Advice on the situation in Ukraine
Cyber security advice regarding the ongoing developments in Ukraine
We have noticed a rise in digital attacks related to the situation in Ukraine. Be prepared for the possible consequences for your organization in the case of such an attack. The nature of these attacks comes from a variety of intentions. We see direct damage, collateral damage, or the ‘spillover effect’ as result of a non-target specific attack.
What should you keep in mind?
Insight in your suppliers.
Make sure to have a clear view on your suppliers, service providers, etc. that might have connections with Ukraine and Russia. Asses what possible consequences there are for your own organization in relation to them regarding this subject.
Use reliable sources and implement a daily ‘factcheck’ regarding information being shared or used for (internal) follow-ups.
Inform your team about crisis management.
Share information regarding continuity and how to deal with crisis situations. Be prepared.

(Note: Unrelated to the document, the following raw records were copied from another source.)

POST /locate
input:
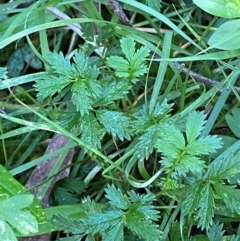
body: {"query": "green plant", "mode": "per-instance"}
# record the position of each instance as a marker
(149, 156)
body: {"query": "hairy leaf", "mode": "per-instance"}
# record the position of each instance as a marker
(146, 230)
(50, 85)
(116, 123)
(113, 90)
(116, 198)
(224, 168)
(206, 206)
(192, 197)
(82, 97)
(230, 196)
(133, 66)
(60, 64)
(146, 143)
(91, 131)
(204, 146)
(215, 232)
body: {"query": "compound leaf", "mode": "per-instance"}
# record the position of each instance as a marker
(224, 168)
(215, 232)
(116, 123)
(192, 196)
(221, 8)
(146, 143)
(91, 131)
(82, 97)
(60, 64)
(145, 229)
(116, 198)
(206, 206)
(50, 85)
(113, 90)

Be alert on digital attacks.
So far several (digital) attacks have occurred, mainly through malware with destructive purposes and targeted for locally involved parties and surroundings.
Research the technical possibilities of limiting traffic to and from suspicious domains. Be aware that on a geographical scale, attacks can come from everywhere. This makes it so that geo-blocking is not the only or even best solution for this issue.
Monitoring, logging, and checks.
Check your logging and monitoring data. Look for suspicious, unexpected, or unknown behaviour from traffic, applications, etc. Act accordingly through policies set by the law or your organization when you suspect something to be out of the ordinary.